Making the Connections: Study Links Brain’s Wiring to Human Traits

The Human Connectome

Caption: The wiring diagram of a human brain, measured in a healthy individual, where the movement of water molecules is measured by diffuse tensor magnetic resonance imaging, revealing the connections. This is an example of the type of work being done by the Human Connectome Project.
Source: Courtesy of the Laboratory of Neuro Imaging and Martinos Center for Biomedical Imaging, Consortium of the Human Connectome Project

For questions about why people often think, act, and perceive the world so differently, the brain is clearly an obvious place to look for answers. However, because the human brain is packed with tens of billions of neurons, which together make trillions of connections, knowing exactly where and how to look remains profoundly challenging.
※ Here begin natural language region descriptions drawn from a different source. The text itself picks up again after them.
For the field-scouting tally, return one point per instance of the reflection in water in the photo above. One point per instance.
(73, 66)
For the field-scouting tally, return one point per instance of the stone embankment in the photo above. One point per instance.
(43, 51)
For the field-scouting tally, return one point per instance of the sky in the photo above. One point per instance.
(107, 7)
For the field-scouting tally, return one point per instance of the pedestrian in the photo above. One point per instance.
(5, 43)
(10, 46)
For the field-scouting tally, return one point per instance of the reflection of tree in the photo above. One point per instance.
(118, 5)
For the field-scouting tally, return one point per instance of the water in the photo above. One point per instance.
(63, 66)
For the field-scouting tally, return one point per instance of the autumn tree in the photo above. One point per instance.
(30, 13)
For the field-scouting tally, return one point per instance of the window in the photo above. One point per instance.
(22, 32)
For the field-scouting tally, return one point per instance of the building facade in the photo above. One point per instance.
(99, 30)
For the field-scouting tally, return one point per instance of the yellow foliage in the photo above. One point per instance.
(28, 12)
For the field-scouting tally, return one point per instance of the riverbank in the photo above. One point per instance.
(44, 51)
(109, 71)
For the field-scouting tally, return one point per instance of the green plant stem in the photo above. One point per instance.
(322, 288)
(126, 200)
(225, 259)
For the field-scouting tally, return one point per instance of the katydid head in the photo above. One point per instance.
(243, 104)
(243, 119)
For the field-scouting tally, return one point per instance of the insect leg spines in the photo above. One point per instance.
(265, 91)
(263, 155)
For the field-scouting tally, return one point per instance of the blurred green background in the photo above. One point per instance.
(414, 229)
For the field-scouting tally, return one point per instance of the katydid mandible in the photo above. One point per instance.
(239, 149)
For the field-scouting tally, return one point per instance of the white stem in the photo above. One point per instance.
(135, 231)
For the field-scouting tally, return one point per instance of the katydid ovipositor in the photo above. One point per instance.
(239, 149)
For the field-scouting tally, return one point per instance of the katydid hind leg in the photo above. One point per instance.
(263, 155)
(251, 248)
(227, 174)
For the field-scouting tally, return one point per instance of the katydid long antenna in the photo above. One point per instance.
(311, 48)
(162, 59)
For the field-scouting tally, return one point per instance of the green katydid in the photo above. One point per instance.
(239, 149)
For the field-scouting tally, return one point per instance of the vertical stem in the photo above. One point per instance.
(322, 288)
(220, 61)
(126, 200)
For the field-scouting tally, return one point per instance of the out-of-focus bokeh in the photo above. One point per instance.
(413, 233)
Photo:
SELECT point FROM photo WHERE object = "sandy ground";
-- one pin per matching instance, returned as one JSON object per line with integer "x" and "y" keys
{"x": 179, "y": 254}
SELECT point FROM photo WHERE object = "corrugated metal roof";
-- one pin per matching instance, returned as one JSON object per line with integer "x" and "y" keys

Undaunted by these complexities, researchers involved in the NIH-funded Human Connectome Project (HCP) have been making progress, as shown by some intriguing recent discoveries. In a study published in Nature Neuroscience [1], an HCP team found that the brains of individuals with “positive” traits—such as strong cognitive skills and a healthy sense of well-being—show stronger connectivity in certain areas of the brain than do those with more “negative” traits—such as tendencies toward anger, rule-breaking, and substance use. While these findings are preliminary, they suggest it may be possible one day to understand, and perhaps even modify, the connections within the brain that are associated with human behavior in all its diversity.